Stop testing in production if you're shipping in a regulated industry. Ridic!
If you're not technical, you can get someone who is after signs of p-m fit, demos, but BEFORE deployment. This is common sense and best practices but startup bros dgaf because they're just good at sales and marketing & short term greedy.
Comical.
This is... Not what psychosis means? Being wrong is not psychosis
I saw this first hand at a company, and I think this is what happens when you combine FOMO with an utter lack of industry best practices. No one knows where they are going, but are convinced they are not getting there fast enough.
What's more, the only people they talk to about it are others at the same company. There is no external touchstone. There are power dynamics from hierarchy. No new ideas other than what is generated within the company. In other circumstances, this is a textbook environment for radicalization.
I would encourage all leadership to take a deep breath. You have time to think slow.
I shut down AI Agent fanatics on the regular. But chop one head off there and two take its place. And I say that as someone working with Claude and Codex daily.
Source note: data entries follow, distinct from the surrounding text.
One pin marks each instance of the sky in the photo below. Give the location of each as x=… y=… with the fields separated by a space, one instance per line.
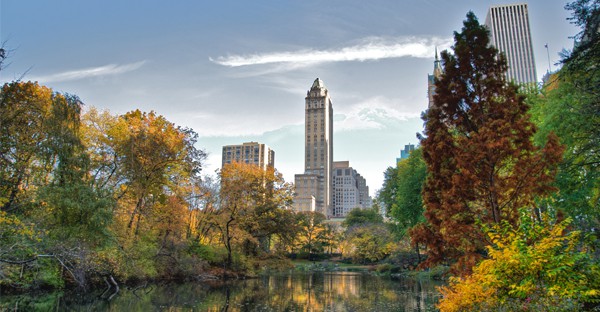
x=238 y=71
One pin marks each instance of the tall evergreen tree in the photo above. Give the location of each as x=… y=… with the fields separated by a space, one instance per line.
x=481 y=161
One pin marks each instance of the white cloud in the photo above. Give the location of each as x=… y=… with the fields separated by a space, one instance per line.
x=373 y=113
x=370 y=49
x=111 y=69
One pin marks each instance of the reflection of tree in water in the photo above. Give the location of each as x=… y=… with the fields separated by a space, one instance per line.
x=340 y=291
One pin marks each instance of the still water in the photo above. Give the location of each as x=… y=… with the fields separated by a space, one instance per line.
x=323 y=291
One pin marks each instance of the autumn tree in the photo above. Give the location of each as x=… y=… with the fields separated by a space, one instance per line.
x=25 y=161
x=313 y=234
x=569 y=106
x=536 y=266
x=252 y=204
x=481 y=161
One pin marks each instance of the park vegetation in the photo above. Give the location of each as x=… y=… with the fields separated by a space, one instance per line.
x=504 y=190
x=509 y=194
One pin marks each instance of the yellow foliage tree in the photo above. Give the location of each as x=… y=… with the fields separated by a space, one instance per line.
x=537 y=267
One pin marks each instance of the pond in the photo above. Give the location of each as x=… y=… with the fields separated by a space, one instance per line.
x=322 y=291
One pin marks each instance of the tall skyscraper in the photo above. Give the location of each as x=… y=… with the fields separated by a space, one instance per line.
x=249 y=153
x=314 y=187
x=510 y=33
x=437 y=73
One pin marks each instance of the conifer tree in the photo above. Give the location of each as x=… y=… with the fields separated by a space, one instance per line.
x=481 y=161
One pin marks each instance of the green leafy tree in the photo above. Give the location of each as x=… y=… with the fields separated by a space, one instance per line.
x=25 y=157
x=482 y=164
x=360 y=216
x=370 y=242
x=250 y=207
x=313 y=234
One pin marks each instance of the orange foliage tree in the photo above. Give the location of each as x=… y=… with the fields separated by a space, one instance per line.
x=482 y=164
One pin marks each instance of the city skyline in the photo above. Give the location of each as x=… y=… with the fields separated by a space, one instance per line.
x=249 y=63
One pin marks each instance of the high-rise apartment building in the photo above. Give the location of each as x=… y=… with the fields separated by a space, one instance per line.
x=510 y=33
x=437 y=73
x=314 y=186
x=350 y=190
x=406 y=152
x=249 y=153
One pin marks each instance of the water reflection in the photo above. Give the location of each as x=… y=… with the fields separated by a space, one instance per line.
x=339 y=291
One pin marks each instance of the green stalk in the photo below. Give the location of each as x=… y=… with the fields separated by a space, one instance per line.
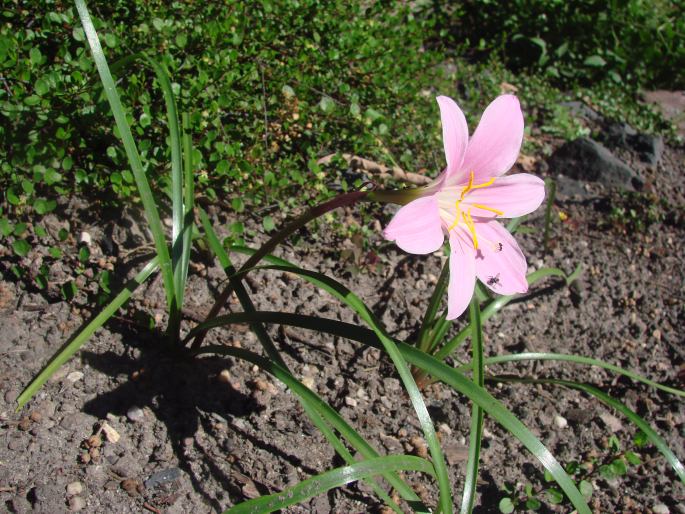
x=476 y=432
x=132 y=153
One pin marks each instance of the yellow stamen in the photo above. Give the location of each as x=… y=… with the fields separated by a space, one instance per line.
x=485 y=208
x=466 y=216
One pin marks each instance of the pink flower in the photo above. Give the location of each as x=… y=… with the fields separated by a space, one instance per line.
x=469 y=196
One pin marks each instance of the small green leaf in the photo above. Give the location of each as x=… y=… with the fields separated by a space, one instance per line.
x=40 y=231
x=506 y=506
x=21 y=247
x=83 y=254
x=533 y=504
x=69 y=290
x=268 y=223
x=595 y=61
x=35 y=56
x=327 y=104
x=237 y=228
x=633 y=458
x=41 y=87
x=19 y=229
x=6 y=228
x=238 y=204
x=585 y=489
x=555 y=496
x=619 y=467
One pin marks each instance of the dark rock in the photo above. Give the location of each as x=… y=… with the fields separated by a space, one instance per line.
x=586 y=160
x=648 y=147
x=162 y=477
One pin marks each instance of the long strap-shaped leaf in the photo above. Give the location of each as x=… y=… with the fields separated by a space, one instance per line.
x=270 y=348
x=476 y=432
x=354 y=302
x=312 y=399
x=635 y=418
x=72 y=346
x=542 y=356
x=449 y=375
x=331 y=479
x=366 y=336
x=146 y=197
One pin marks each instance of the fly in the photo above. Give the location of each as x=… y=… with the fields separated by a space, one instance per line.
x=494 y=281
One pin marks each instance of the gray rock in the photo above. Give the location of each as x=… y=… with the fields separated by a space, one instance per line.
x=650 y=148
x=162 y=477
x=587 y=160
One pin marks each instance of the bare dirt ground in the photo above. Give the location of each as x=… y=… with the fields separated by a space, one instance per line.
x=202 y=435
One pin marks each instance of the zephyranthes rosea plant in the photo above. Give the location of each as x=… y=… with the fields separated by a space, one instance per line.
x=465 y=202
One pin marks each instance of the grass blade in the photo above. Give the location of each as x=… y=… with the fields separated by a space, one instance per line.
x=271 y=350
x=497 y=304
x=438 y=369
x=147 y=199
x=188 y=201
x=326 y=411
x=501 y=359
x=476 y=432
x=177 y=211
x=72 y=346
x=612 y=402
x=331 y=479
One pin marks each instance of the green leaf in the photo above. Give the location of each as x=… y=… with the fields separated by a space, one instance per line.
x=633 y=458
x=6 y=228
x=506 y=506
x=40 y=231
x=41 y=87
x=555 y=496
x=331 y=479
x=43 y=206
x=268 y=223
x=327 y=104
x=83 y=254
x=73 y=345
x=585 y=489
x=594 y=61
x=533 y=504
x=21 y=247
x=35 y=56
x=238 y=204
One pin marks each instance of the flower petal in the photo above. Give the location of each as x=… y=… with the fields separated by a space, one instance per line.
x=500 y=264
x=462 y=276
x=416 y=228
x=455 y=134
x=513 y=195
x=495 y=144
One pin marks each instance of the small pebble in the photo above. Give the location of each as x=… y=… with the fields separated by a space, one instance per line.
x=350 y=402
x=135 y=414
x=75 y=488
x=560 y=421
x=308 y=382
x=74 y=376
x=110 y=434
x=76 y=503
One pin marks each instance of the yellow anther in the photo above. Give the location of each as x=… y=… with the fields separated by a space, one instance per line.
x=466 y=216
x=486 y=208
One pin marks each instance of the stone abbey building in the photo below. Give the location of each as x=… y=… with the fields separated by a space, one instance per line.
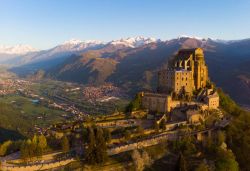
x=186 y=73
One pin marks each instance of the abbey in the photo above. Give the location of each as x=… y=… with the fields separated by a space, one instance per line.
x=185 y=82
x=186 y=72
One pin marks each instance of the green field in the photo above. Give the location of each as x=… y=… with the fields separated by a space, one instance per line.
x=30 y=111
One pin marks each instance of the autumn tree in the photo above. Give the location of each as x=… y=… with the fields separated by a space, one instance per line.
x=65 y=144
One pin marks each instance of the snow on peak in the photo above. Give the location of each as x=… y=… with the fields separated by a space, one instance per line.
x=77 y=42
x=77 y=45
x=191 y=37
x=18 y=49
x=134 y=41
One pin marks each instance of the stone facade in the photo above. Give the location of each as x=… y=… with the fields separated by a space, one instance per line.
x=186 y=72
x=213 y=101
x=158 y=102
x=194 y=116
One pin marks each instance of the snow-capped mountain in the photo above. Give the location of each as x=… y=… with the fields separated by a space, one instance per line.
x=78 y=45
x=18 y=49
x=134 y=42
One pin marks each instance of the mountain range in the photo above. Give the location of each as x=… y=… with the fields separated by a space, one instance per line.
x=133 y=63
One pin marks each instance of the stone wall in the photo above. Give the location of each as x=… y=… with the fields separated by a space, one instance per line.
x=45 y=166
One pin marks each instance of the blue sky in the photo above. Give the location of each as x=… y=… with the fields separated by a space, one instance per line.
x=46 y=23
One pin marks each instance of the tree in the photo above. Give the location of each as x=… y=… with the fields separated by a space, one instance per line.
x=127 y=135
x=107 y=135
x=163 y=124
x=226 y=161
x=101 y=148
x=24 y=151
x=156 y=127
x=65 y=144
x=137 y=160
x=146 y=158
x=90 y=150
x=220 y=137
x=27 y=150
x=181 y=163
x=202 y=167
x=141 y=160
x=42 y=144
x=135 y=104
x=140 y=129
x=4 y=147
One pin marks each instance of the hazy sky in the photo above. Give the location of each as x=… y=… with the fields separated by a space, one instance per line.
x=46 y=23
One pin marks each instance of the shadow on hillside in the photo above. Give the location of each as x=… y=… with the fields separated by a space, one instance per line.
x=6 y=134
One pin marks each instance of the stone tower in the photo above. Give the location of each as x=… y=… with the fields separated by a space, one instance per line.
x=186 y=72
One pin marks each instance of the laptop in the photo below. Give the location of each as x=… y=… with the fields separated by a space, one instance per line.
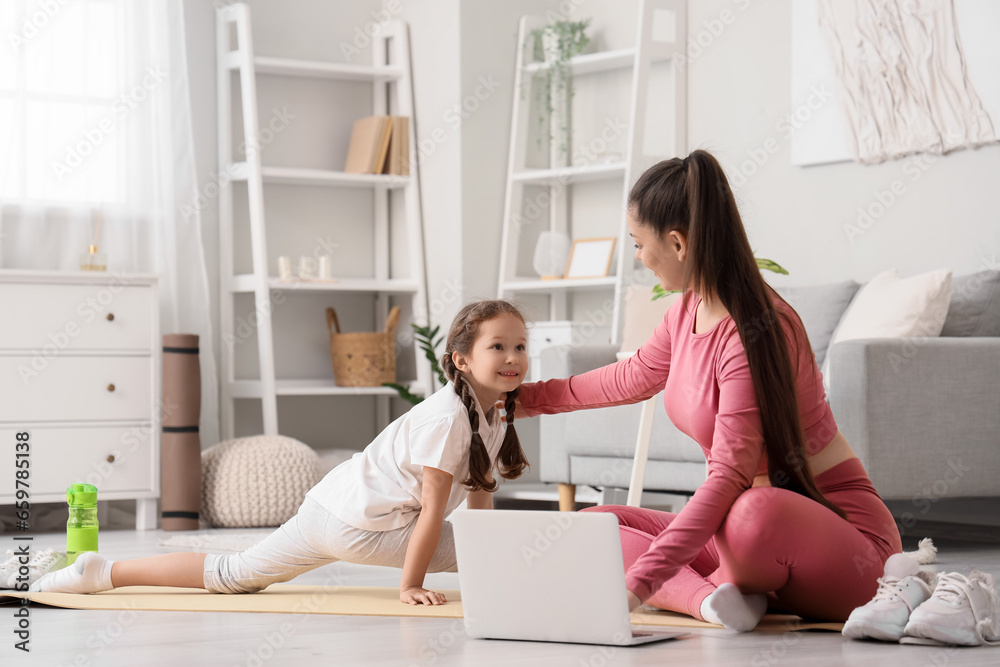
x=544 y=576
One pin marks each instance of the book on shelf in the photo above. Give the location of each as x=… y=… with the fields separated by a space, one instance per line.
x=398 y=160
x=379 y=145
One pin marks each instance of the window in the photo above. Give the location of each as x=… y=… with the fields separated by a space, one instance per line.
x=65 y=101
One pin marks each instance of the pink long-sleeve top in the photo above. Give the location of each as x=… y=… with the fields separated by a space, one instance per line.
x=709 y=395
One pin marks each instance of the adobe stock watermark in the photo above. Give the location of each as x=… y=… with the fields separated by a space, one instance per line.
x=121 y=108
x=46 y=10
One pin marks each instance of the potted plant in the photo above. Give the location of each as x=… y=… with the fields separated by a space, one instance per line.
x=555 y=44
x=425 y=336
x=770 y=265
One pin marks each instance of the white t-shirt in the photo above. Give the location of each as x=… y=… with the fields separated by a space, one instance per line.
x=379 y=488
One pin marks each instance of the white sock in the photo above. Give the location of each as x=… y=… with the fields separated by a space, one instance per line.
x=727 y=606
x=90 y=573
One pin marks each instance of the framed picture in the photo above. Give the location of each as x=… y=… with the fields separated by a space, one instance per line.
x=590 y=258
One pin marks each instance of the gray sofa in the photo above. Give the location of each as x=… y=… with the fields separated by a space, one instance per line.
x=922 y=414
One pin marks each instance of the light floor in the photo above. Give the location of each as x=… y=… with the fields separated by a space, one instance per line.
x=63 y=637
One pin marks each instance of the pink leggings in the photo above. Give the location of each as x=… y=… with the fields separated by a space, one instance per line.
x=807 y=559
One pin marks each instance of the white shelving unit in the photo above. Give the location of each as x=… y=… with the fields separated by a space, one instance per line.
x=660 y=36
x=391 y=67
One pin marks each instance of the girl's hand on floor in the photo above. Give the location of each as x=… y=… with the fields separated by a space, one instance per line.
x=418 y=595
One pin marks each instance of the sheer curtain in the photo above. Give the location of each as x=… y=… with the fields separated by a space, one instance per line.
x=95 y=131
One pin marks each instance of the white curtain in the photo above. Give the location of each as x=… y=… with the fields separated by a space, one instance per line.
x=95 y=125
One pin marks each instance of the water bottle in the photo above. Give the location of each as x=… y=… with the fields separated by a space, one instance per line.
x=81 y=529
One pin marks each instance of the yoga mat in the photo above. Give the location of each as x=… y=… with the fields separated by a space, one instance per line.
x=343 y=600
x=180 y=444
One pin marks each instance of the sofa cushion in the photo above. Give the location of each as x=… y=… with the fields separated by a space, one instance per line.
x=889 y=306
x=975 y=305
x=820 y=307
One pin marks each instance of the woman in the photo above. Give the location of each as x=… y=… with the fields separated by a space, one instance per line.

While they are both incredibly good at clearly described and defined atomic tasks, application scope makes them lose their minds and the slop ensues.
If you know these things you can take them into account while driving the AI.
Sorry, I don't buy your argument
I think AI rescue consulting is going to be come a significant mode of high value consulting, similar to specialists who come in to try and deal with a security breach or do data recovery.
Purely AI written systems will scale to a point of complexity that no human can ever understand and the defect close rate will taper down and the token burn per defect rate scale up and eventually AI changes will cause on average more defects than they close and the whole system will be unstable. It will become a special kind of process to clean room out such a mess and rebuild it fresh (probably still with AI) after distilling out core design principles to avoid catastrophic breakdown.
Somewhere in the future, the new software engineering will be primarily about principles to avoid this in the first, place but it will take us 20 years to learn them, just like original software eng took a lot longer than expected to reach a stable set of design principles (and people still argue about them!).